The Conscience of the Rich
- First edition
- Author: C. P. Snow
- Cover artist: Sidney Nolan
- Language: English
- Series: Strangers and Brothers
- Genre: Political fiction
- Publisher: Macmillan Publishers
- Publication date: 1958
- Publication place: United Kingdom
- Media type: Print (Hardcover and Paperback)
- ISBN: 0684105624
- Preceded by: George Passant (reading order)
- Followed by: The Light and the Dark (reading order)

= The Conscience of the Rich =

Novel by C.P. Snow

The Conscience of the Rich is the seventh published of C. P. Snow's series of novels Strangers and Brothers, but the third according to the internal chronology. It details the lives of Charles, Katherine and their father, Leonard March, a wealthy Jewish family. Lewis Eliot narrates the story of the conflicting politics of wealth and pre-World War II socialism in England.
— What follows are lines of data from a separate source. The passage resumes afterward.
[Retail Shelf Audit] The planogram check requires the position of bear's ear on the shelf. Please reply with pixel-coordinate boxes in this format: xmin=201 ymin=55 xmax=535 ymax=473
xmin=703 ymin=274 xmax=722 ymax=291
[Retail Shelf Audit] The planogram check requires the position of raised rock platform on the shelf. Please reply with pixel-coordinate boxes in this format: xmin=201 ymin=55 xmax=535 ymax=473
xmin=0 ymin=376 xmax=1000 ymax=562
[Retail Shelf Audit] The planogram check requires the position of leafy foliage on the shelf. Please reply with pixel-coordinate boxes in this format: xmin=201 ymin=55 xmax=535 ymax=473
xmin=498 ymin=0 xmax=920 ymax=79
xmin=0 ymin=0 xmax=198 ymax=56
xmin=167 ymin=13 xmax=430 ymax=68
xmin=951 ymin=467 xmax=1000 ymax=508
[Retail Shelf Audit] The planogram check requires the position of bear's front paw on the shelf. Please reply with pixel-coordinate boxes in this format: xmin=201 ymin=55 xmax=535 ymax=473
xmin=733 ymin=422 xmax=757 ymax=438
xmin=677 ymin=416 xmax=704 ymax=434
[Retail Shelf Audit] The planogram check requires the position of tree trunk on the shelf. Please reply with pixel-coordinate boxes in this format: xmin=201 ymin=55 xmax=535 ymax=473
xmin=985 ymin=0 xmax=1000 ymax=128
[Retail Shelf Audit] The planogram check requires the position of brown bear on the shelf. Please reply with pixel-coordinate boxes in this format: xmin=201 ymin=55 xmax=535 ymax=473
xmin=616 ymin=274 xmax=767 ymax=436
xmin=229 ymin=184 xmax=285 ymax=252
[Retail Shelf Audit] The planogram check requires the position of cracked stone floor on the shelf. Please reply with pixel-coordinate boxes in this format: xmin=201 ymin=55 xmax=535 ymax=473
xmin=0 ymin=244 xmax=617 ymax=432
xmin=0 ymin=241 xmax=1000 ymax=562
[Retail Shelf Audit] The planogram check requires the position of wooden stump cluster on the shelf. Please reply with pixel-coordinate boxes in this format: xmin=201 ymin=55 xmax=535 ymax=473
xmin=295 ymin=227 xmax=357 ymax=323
According to Charles Brasch, the family was based on the family of Mary Lucas, who had married out to Donald Lucas from her own wealthy, narrow and orthodox Jewish family. Brasch recognised a few touches which might have been drawn from his own Hallenstein and Michaelis family.

==Reception==
The contemporary book review in Kirkus Reviews summarized the book: "The market for the earlier books should clearly determine the demand for this new novel; it is leisurely, intelligent and incisive."